Plaintiff seems to claim that the seizures were made solely because the packages contained muskrat skins, the taking of which in Minnesota was unlawful at that time. But the warden who made the seizures states that he made them because the packages did not show what they contained. The seizure having been lawful, the fact that defendant offered to release the shipments on proof that the muskrat skins had been lawfully taken outside the state, and on receiving such proof did release them, did not make the seizure illegal nor vest in plaintiff any property rights upon which he could predicate an action for damages growing out of the seizure or of the failure to return the furs or of the conditions with which he complied in order to have them returned.

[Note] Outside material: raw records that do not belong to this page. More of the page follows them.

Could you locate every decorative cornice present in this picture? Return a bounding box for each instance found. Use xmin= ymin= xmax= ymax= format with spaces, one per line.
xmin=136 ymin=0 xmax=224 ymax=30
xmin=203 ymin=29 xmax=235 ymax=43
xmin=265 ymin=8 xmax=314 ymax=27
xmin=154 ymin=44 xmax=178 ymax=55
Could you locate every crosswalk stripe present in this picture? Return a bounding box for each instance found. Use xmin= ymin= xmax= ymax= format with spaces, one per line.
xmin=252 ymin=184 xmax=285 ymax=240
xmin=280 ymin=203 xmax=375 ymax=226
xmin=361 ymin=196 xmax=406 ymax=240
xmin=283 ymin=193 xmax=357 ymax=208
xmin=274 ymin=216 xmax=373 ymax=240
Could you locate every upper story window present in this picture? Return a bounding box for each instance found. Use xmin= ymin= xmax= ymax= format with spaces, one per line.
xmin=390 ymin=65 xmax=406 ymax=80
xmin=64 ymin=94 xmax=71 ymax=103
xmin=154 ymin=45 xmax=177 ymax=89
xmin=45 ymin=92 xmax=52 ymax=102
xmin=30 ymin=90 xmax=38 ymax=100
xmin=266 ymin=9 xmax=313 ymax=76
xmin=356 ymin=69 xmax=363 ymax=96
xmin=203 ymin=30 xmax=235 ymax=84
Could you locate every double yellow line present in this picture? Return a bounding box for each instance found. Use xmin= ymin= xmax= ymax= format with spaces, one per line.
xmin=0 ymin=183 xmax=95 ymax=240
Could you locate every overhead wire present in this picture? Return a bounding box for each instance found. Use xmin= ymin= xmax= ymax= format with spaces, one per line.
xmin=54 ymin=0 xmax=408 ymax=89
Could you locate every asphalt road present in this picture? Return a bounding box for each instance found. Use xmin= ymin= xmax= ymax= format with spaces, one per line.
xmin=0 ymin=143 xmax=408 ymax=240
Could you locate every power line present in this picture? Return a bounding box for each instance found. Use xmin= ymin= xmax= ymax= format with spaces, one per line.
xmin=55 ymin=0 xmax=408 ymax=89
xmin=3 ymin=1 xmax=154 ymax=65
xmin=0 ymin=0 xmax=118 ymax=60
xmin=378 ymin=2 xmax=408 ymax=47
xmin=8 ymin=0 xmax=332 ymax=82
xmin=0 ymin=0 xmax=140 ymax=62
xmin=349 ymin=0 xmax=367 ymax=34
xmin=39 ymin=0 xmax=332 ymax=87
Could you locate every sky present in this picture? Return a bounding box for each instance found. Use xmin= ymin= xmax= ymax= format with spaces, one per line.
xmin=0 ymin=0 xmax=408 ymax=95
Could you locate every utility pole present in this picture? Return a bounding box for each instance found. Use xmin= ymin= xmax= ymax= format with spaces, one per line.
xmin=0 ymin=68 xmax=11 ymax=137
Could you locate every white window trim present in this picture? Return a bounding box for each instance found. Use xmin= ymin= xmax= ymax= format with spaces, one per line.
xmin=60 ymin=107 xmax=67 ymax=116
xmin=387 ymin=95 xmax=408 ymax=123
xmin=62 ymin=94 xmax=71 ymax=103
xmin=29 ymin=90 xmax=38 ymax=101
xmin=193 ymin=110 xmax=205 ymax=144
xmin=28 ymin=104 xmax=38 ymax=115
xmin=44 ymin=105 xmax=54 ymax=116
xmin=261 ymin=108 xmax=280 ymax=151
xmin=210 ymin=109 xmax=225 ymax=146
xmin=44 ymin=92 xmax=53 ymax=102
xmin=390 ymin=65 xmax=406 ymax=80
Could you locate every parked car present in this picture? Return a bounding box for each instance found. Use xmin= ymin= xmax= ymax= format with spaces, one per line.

The conclusion we have reached on this phase of the case renders a consideration of the other question raised unnecessary.
We cannot pass unnoticed the unseemly and unwarranted attack upon the character and conduct of defendant contained in the concluding sixth paragraph of plaintiff's brief and the portion of the brief containing that paragraph will be stricken from the files as scandalous.
The order appealed from is reversed and judgment directed for defendant.